Aleda Chen, MS, PharmD, PhD
Pharmacy programs are asked to promote the development of “…behaviors, and attitudes necessary to apply the foundational sciences to the provision of patient-centered care” in the 2016 ACPE Standards.1For students who are young and may not have experienced health-related or aging-related challenging, it can be difficult for them to understand the experience of older adults and develop the needed behaviors and attitudes for practice. Simulation games, such as the Geriatric Medication Game® (GMG), which specifically addresses medication-related challenges of older adults, are useful methods for teaching concepts to students in a safe environment. At Purdue, we incorporated the GMG with first-year professional pharmacy students and third-year nursing students. Students “became” an older adult with personal characteristics, health conditions and disability, and financial resources and were asked to navigate the healthcare system. During their navigation, they were asked to perform various tasks and received empathetic and non-empathetic care from a variety of healthcare providers, including a physician, nurse practitioner, and pharmacist. We assessed changes in their empathy and attitudes toward older adults as well as their experience using the KCES© and a survey created for the experience. From the GMG, student empathy significantly improved as well as most items related to their attitudes and understanding of the experience of older adults. Incorporating games, such as the GMG, may be beneficial to improve student empathy and understanding in order to develop appropriate patient-centered behaviors and attitudes.

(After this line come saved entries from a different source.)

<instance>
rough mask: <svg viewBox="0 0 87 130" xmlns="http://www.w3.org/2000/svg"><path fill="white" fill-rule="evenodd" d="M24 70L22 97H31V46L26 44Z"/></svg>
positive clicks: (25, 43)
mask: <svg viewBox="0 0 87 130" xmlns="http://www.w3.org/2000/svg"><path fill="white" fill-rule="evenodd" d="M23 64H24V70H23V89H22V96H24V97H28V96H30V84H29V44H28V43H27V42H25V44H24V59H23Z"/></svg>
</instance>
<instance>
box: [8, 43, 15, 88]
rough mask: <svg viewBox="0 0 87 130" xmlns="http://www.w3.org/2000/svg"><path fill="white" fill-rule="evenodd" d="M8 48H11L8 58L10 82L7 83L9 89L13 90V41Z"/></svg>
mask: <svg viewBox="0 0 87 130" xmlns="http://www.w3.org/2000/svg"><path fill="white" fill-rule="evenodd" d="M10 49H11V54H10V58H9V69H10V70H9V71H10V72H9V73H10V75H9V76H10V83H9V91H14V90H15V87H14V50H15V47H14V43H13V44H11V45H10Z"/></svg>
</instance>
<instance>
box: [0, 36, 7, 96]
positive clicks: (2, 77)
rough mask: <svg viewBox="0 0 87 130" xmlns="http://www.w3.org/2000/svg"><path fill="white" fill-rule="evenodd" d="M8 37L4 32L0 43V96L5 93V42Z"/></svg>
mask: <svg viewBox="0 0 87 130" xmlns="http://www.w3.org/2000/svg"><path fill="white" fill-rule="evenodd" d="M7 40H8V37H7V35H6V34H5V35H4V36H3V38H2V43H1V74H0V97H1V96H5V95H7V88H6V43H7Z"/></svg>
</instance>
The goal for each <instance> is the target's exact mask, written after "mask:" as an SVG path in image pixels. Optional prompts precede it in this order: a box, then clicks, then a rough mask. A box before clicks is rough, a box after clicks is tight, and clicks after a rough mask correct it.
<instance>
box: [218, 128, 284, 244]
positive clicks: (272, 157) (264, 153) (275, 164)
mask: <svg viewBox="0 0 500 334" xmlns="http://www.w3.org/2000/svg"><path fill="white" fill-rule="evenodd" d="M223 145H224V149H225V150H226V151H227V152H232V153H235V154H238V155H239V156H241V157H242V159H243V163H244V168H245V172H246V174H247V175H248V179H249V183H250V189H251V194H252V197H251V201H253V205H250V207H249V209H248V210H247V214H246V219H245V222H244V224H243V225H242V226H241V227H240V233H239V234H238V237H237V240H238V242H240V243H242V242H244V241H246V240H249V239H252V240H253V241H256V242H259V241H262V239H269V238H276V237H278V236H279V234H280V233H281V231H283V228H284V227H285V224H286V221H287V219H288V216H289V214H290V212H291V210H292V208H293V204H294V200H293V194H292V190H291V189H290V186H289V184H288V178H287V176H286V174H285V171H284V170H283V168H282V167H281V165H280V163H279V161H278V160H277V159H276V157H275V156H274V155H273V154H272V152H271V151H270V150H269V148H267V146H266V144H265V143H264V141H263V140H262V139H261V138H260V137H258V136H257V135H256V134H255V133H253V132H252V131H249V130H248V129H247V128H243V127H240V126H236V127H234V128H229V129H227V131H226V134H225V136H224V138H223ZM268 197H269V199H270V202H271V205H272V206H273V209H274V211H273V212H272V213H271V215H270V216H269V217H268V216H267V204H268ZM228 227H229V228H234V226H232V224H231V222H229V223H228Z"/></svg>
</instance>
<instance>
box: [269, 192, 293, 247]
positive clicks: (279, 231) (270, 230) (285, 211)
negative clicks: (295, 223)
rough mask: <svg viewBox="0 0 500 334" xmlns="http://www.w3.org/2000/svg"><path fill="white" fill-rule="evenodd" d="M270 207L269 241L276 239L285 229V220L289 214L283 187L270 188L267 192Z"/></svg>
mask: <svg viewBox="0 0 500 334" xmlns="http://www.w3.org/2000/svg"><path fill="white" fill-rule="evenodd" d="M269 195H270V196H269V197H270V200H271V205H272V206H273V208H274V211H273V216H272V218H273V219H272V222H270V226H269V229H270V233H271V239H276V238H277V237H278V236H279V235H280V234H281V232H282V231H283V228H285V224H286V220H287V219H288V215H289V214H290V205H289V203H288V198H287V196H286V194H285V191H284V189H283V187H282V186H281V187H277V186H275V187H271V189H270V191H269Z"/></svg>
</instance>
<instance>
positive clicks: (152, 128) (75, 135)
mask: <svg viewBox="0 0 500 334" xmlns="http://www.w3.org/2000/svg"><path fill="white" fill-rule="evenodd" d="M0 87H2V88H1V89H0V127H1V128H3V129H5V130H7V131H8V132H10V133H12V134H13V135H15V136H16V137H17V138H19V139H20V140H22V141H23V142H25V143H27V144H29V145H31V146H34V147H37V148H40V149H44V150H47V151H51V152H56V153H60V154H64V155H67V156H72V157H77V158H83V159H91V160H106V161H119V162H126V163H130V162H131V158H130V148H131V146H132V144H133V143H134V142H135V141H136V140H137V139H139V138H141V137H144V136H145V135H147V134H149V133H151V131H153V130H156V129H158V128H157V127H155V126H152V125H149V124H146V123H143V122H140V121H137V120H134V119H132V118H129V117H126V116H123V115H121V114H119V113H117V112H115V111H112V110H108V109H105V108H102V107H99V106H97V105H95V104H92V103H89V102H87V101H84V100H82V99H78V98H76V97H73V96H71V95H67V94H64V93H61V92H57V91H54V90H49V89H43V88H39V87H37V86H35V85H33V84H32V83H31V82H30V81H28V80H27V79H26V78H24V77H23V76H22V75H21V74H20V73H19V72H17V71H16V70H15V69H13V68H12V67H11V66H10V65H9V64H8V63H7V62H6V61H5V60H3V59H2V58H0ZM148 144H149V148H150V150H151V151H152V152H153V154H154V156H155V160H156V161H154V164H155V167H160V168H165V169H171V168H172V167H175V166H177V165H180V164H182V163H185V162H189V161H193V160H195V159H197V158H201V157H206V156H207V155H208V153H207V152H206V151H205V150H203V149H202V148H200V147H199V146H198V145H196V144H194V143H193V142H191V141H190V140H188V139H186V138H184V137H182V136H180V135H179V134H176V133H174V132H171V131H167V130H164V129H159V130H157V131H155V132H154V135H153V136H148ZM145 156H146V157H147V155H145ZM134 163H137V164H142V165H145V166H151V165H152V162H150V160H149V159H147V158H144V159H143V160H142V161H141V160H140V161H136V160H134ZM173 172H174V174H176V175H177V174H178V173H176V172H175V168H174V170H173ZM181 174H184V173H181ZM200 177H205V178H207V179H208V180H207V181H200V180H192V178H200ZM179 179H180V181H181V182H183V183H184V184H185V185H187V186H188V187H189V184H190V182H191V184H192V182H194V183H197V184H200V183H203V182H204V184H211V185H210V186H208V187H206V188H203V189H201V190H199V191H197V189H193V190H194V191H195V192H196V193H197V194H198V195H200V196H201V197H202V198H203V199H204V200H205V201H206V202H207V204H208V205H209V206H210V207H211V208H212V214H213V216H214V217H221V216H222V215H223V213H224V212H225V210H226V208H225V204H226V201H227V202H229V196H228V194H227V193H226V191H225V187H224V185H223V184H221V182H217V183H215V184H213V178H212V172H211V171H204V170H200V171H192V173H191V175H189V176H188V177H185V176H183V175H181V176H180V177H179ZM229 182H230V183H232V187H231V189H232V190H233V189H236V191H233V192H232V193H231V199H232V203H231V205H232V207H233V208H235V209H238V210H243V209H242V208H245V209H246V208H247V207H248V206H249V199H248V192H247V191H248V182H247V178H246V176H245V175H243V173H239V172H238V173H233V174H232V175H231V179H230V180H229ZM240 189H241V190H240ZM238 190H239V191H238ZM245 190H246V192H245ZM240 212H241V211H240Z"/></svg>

1. Accreditation Council for Pharmacy Education. Standards 2016. Available at: https://www.acpe-accredit.org/pdf/Standards2016FINAL.pdf. Accessed April 30, 2016.
2. Colby, Sandra L. and Jennifer M. Ortman, Projections of the Size and Composition of the U.S. Population: 2014 to 2060, Current Population Reports, P25-1143, U.S. Census Bureau, Washington, DC, 2014.
3. Evans SL, Lombardo M, Belgeri MT, Fontane PE. The Geriatric Medication Game in pharmacy education. Am J Pharm Educ. 2005;69(3):304-310.